There are those unexpected moments when I'm overwhelmed by the shimmering beauty and tropical glitz of Exotica music. And in this decade, these moods are delivered by more bands than ever, of which Ìxtahuele leave a ginormous impression. This is hand-made music that despises even the slightest scent of a synthesizer or Bachelor pad organ. Only The Waitiki 7 focused on this particular style before. Now we have a second Exotica band that does it, at least for the moment, for I wouldn't mind the inclusion of organs or electronic devices in Ìxtahuele's future releases at all! Luckily, both bands remain in different stylistic territories, so that the variety is maintained and each niche is filled in the best possible way.
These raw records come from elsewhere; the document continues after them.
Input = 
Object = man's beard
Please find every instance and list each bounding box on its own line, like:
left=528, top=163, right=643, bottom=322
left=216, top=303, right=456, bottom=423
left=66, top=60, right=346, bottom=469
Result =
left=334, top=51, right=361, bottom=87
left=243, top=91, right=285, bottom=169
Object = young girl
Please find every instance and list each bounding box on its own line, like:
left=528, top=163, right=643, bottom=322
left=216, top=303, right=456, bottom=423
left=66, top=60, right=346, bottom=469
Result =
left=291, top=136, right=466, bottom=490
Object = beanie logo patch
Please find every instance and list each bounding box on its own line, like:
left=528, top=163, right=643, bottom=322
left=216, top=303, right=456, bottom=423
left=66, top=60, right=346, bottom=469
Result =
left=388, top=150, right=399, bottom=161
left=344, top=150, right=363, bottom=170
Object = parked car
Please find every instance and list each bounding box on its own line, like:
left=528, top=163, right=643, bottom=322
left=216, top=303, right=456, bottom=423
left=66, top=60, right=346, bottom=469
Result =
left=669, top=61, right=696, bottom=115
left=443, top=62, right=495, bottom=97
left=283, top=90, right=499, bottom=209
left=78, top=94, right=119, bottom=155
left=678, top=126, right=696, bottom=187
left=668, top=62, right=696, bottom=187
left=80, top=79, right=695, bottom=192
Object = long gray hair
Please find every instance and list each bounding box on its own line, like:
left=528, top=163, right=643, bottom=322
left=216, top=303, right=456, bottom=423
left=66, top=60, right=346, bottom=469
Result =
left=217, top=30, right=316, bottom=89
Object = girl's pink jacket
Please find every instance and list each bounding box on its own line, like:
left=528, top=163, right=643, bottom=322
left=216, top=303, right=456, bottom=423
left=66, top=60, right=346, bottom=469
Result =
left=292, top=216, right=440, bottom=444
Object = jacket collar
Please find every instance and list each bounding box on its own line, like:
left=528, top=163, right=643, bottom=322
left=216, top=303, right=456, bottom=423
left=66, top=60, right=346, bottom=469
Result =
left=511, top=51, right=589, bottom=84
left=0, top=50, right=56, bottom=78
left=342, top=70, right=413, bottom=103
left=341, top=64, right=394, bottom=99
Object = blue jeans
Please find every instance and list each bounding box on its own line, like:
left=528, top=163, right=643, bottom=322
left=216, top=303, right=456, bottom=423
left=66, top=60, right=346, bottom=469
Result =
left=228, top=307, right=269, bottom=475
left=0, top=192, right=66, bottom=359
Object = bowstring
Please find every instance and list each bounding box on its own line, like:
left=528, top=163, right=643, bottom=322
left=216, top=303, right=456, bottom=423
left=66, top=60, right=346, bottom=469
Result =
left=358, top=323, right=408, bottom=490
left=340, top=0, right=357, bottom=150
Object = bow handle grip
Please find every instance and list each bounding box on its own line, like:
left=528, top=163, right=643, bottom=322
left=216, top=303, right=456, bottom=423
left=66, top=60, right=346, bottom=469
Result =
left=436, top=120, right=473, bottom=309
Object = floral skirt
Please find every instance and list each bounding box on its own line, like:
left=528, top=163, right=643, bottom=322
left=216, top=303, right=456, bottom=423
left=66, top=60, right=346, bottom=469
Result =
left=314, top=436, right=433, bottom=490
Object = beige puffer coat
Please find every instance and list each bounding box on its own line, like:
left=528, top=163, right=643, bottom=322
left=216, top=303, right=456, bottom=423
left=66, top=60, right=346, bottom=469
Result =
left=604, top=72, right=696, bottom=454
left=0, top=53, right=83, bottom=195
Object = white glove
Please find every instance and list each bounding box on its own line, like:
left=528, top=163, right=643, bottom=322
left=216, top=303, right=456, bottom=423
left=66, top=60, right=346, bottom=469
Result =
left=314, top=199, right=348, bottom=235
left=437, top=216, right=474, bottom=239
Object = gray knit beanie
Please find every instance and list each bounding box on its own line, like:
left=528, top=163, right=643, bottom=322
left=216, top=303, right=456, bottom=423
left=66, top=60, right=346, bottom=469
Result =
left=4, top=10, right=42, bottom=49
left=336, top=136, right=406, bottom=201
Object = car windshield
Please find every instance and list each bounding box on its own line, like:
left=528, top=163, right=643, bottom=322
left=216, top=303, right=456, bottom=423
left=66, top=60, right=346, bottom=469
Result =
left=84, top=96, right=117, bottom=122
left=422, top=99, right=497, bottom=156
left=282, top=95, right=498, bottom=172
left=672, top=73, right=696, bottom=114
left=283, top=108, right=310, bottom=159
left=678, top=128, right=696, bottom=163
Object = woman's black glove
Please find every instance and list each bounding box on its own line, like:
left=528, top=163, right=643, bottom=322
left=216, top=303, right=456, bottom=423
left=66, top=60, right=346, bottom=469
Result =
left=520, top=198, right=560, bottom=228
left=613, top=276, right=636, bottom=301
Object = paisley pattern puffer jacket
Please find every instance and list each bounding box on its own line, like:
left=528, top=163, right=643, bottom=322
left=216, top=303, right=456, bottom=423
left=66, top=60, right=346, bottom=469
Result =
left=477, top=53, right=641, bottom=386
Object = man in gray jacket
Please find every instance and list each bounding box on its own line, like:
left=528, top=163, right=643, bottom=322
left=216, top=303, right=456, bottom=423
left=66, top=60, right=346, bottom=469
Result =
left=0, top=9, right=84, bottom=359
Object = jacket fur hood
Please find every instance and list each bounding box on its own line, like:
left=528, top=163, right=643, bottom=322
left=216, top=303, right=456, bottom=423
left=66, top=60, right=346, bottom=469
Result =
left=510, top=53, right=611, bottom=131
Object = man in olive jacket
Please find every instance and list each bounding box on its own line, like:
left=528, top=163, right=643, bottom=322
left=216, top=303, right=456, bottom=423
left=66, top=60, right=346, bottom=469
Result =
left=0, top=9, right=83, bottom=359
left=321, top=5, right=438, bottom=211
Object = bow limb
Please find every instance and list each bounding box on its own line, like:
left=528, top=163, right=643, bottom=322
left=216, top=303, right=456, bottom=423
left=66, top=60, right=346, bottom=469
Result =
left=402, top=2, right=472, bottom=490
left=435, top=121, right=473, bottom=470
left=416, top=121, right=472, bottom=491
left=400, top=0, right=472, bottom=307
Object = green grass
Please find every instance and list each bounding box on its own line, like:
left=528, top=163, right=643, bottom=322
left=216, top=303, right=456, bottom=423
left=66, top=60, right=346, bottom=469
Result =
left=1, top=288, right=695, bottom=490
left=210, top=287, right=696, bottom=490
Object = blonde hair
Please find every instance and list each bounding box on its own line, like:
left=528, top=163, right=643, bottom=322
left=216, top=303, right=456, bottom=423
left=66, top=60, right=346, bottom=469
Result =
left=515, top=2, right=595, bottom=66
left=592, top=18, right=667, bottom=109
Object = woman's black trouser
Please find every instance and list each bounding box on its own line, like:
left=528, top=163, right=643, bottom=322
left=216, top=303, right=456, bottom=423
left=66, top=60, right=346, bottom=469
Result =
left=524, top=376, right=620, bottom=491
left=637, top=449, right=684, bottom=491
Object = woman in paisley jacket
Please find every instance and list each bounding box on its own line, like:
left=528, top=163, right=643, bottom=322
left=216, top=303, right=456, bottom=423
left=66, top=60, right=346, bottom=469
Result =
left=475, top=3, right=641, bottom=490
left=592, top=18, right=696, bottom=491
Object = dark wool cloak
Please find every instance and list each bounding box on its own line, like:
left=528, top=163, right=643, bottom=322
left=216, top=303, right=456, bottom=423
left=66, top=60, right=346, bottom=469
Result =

If you like the melodious, intimate style of neo-Exotica without the orchestra string-heavy pompousness, Ìxtahuele deliver big, big time. At the moment, their hollow bongos are a huge selling point, and whether the band will get rid of this particular reverb or not is unforeseeable right now. But I do hope that this usually amateurish aura of cheap garage recordings is not perceived this way, as this kind of sound is seldom heard in the realms of Exotica. Whatever the band decides to make of it, these four tunes off their debut EP are twinkling gemstones in their current form, and as soon as they will be revved up in a proper studio, I'll compare them closely and find out whether their magic – or voodoo spell – still works on me. And to be honest, I very much look forward to this unspecified day. I have no inside information, but I strongly believe that the band will come up with an official release very soon, whatever this may be. Yes, I'm running on empty in regard to my glowing appraisal. It's just that their EP is so utterly great that I cannot get my head around the notion that it hasn't been properly released as of yet. I wish Ìxtahuele all the best, and from now on, their music is with me all the time. All songs are recommended by me, and while each and everyone of them depicts a different setting or location, they merge very well and create a flow which is hard to resist. To use an oxymoron to describe their music: It's the best form of vintage neo-Exotica music you can get. The Exotic Sounds Of Ìxtahuele isn't a mere EP. It's an aural showcase brochure, a mind trip to Tropicando, or wait wait wait, now I got it: a Best-Of debut!